4. The method of claim 3, comprising:

frictionally engaging said rib to the surrounding tubular during said setting.

5. The method of claim 3, comprising:

driving a cone into a tubularly shaped body of said plug for said setting.

6. The method of claim 5, comprising:

making said cone of a disintegrating material.

7. The method of claim 6, comprising:

setting said plug with a mandrel and setting sleeve on a wireline setting tool that are moved in opposed directions.

8. The method of claim 7, comprising:

shear releasing a tab from said plug for removal with said mandrel.

9. The method of claim 3, comprising:

using multiple ribs fabricated from a circular shape to reduce gaps among said ribs.

10. The method of claim 1, comprising:

driving a cone into a tubularly shaped body of said plug for said setting.

11. The method of claim 10, comprising:

making said cone of a disintegrating material.

12. The method of claim 10, comprising:

providing a travel stop on said plug for said cone.

13. The method of claim 10, comprising:

defining a drift dimension through said plug with a passage through said cone.

14. The method of claim 1, comprising:

setting said plug with a mandrel and setting sleeve on a wireline setting tool that are moved in opposed directions.

15. The method of claim 14, comprising:

shear releasing a tab from said plug for removal with said mandrel.

16. The method of claim 1, comprising:

providing a cone with a seat for an object;

exposing said seat for landing the object by removing a setting tool mandrel from a passage through said cone when accomplishing said setting.

17. The method of claim 16, comprising:

dropping the object on said seat;

building pressure on said object for said treating.

18. The method of claim 17, comprising:

tolerating some leakage while said pressure is built up on the object on said seat.

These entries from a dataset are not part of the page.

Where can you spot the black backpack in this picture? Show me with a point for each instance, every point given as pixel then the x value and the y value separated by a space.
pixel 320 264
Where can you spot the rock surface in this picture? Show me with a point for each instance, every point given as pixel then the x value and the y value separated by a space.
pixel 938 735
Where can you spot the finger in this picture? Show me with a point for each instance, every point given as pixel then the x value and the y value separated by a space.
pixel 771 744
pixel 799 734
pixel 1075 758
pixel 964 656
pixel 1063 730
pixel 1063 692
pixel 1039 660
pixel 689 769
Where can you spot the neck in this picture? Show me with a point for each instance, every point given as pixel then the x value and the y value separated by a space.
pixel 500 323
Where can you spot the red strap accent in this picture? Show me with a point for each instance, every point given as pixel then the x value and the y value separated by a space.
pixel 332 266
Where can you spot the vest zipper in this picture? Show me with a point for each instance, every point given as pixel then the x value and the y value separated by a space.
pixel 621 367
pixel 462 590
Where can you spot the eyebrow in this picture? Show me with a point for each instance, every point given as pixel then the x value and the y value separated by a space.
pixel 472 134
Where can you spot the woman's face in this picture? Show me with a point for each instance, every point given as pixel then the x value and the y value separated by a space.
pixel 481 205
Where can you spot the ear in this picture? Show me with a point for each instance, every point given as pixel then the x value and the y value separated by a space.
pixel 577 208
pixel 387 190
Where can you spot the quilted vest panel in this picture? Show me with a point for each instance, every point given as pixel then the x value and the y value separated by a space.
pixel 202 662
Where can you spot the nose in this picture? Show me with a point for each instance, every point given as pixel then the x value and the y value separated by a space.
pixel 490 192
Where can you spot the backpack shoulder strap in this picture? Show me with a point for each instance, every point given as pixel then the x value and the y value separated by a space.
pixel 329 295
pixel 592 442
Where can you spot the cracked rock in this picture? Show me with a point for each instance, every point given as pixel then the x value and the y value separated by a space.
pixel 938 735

19. A treatment method at a subterranean location against a tubular wall, comprising:

running in a plug made entirely of at least one disintegrating material to a predetermined subterranean location;

setting the plug by radially expanding an anchoring feature;

performing the treatment operation with a differential pressure acting on said set plug;

disintegrating said plug to remove it from the tubular after said performing the treatment operation;

setting said plug with a mandrel and setting sleeve on a wireline setting tool that are moved in opposed directions;

shear releasing a tab from said plug for removal with said mandrel;

retaining said mandrel to said plug using a shoulder on said mandrel and a retaining nut that is removed with said mandrel.

20. A treatment method at a subterranean location against a tubular wall, comprising:

running in a plug made entirely of at least one disintegrating material to a predetermined subterranean location;

setting the plug by radially expanding an anchoring feature;

performing the treatment operation with a differential pressure acting on said set plug;

disintegrating said plug to remove it from the tubular after said performing the treatment operation;

using at least one circumferentially extending rib to engage the tubular for said setting;

driving a cone into a tubularly shaped body of said plug for said setting;

making said cone of a disintegrating material;

setting said plug with a mandrel and setting sleeve on a wireline setting tool that are moved in opposed directions;

shear releasing a tab from said plug for removal with said mandrel;

retaining said mandrel to said plug using a shoulder on said mandrel and a retaining nut that is removed with said mandrel.

21. The method of claim 20, comprising:

providing a seat on said cone for an object;

exposing said seat for landing the object by removing a setting tool mandrel from a passage through said cone when accomplishing said setting.

22. The method of claim 21, comprising:

dropping the object on said seat;

building pressure on said object for said treating.

23. The method of claim 22, comprising:

tolerating some leakage while said pressure is built up on the object on said seat.

24. The method of claim 23, comprising:

frictionally engaging said rib to the surrounding tubular during said setting.